Investors anticipating a cut in Australia’s official cash rate to 2.5 per cent next month look set for disappointment.

The minutes of the Reserve Bank of Australia’s 2 July Board meeting suggest a central bank happy with its current policy settings, rather than itching to provide another dollop of stimulus to the economy.

Speculation about a rate cut took flight last week when official figures showed the unemployment rate edged up to 5.7 per cent in June.

Market expectations of an August rate cut had already been edging higher before the labour market update was released, but the 0.1 percentage point rise in the jobless rate was enough to convince several commentators, and more than a few investors, that the case for further monetary policy easing had been made.

But the RBA Board Minutes released today should give all some pause for thought.

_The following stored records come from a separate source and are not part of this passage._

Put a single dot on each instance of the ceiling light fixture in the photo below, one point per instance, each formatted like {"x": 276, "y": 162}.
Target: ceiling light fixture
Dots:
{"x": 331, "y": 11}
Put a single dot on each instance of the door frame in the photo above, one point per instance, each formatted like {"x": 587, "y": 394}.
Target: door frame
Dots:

They show that the central bank had anticipated that softness in the labour market could see the unemployment rate move higher.

Looking beyond the monthly volatility in the jobs numbers, the RBA saw that annual employment growth – at a little more than 1 per cent – was not enough to keep the jobless rate down.

It noted that leading indicators pointed to only modest employment growth in coming months, suggesting that the “gradual upward trend” of unemployment observed in the past year was likely to continue.

The Minutes included to other important signals that show the Reserve Bank is still some way from being convinced of the need for a further rate cut.

Yes, domestic economic growth is below average, and yes, the mining investment boom has probably peaked, and yes, consumption growth has been modest, and yes, the outlook for non-mining investment is uncertain.

But the central bank thinks the housing market is gradually building momentum, and that the recent 12 per cent depreciation in the Australian dollar has both helped offset the fall in global commodity prices for Australian miners and given a boost to exporters. Added to this, inflation pressures remain contained and labour costs have actually declined.

All in all, the RBA sees little need for haste in adjusting monetary policy, as the following excerpt from the Minutes attests: “The effects of lower interest rates were apparent across a range of indicators and, given the lags involve din the transmission of monetary policy, this process has further to run.”

The central bank sees the floating exchange rate as doing at least some of the policy work for it. The Minutes said “it was possible that the exchange rate would depreciate further [it has, dipping briefly below US90 cents earlier this week], which would help foster a rebalancing of growth in the economy”.

For the benefit of those not yet convinced that a rate cut is not imminent, the Minutes added “given the exchange rate adjustment that was occurring, and with the substantial degree of monetary policy stimulus already in place, members assessed that the current stance of policy to be appropriate for the time being”.

For those looking for the smoking gun on monetary policy, the unemployment rate is not it, and nor is the drop off in mining industry investment.

What is most likely to make the RBA move again is a sustained relapse in housing activity, a reversal in the US economic recovery or a much harder than expected landing for the Chinese economy.